If there’s one modus vivendi trend that has dominated this past year, it’s eudaimonia. Having featured in additional than thirty million Instagram posts and counting, “wellbeing” and “self-care” have influenced our choice of food, travel, fitness, and beauty and now, increasingly, our home decor, too.
At last week’s London style competition that showcased the new trends and merchandise which will be heading for our homes over the approaching season’s successfulness was a revenant preoccupation.
It’s a theme that’s already making waves on the high street, too: research by John Lewis earlier this year showed that an increasing number of us are using our living rooms to practice yoga and meditation, and the brand is launching wellbeing homeware, such as weighted blankets as an aid to relaxation and mindfulness.
Biophilic design the use of natural materials and colors to bring a sense of connection with nature is trending in everything from paint colors to furniture and homeware brands are focusing on designs that will aid our overall happiness.
Here, then, are three ways to give your home a hug.
In a dovetailing of the concurrent trends for wellbeing and sustainability, natural materials are definitively in, and plastic, unless it’s recycled ocean waste, is out.
At the 100% Design trade fair last week, British furniture company Benchmark debuted its new collection, Sage, by American architect David Rockwell, designed for both the home and the workspace and created with human health and wellbeing in mind.
The tables, seating, and sit-stand desks are made from wood and textured-wool upholstery, with non-toxic finishes and materials such as coir and recycled cotton used as padding, in place of plastic foam. Their rounded forms make them ergonomic and supportive, and comforting, both to use and to look at.
Also at 100% Design, an installation entitled “A Sense of Finland” highlighted the design traditions of the country voted the happiest in the world and explored how a typical Finnish interior in the form of a log cabin furnished with simple wooden furniture, with a soundtrack of calming forest noises playing in the background could promote wellbeing.

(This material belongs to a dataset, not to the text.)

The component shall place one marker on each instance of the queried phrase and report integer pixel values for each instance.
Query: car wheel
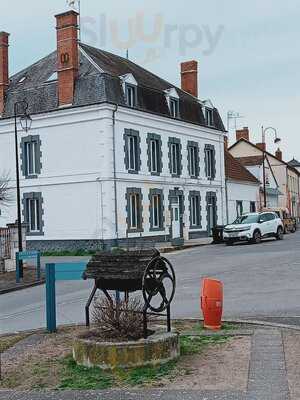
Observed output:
(279, 235)
(256, 237)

The way the interior products we choose can affect the very air we breathe within our own homes has come to the fore this year. Air-cleansing house plants remain hugely popular, eco paints are on the rise, and plastic-free is the new watchword in homeware: The French Bedroom Company has just launched what it says is the UK’s first plastic-free mattress, made from flax, cotton, and wool as opposed to the average mattress, which is apparently 60 percent plastic-based materials.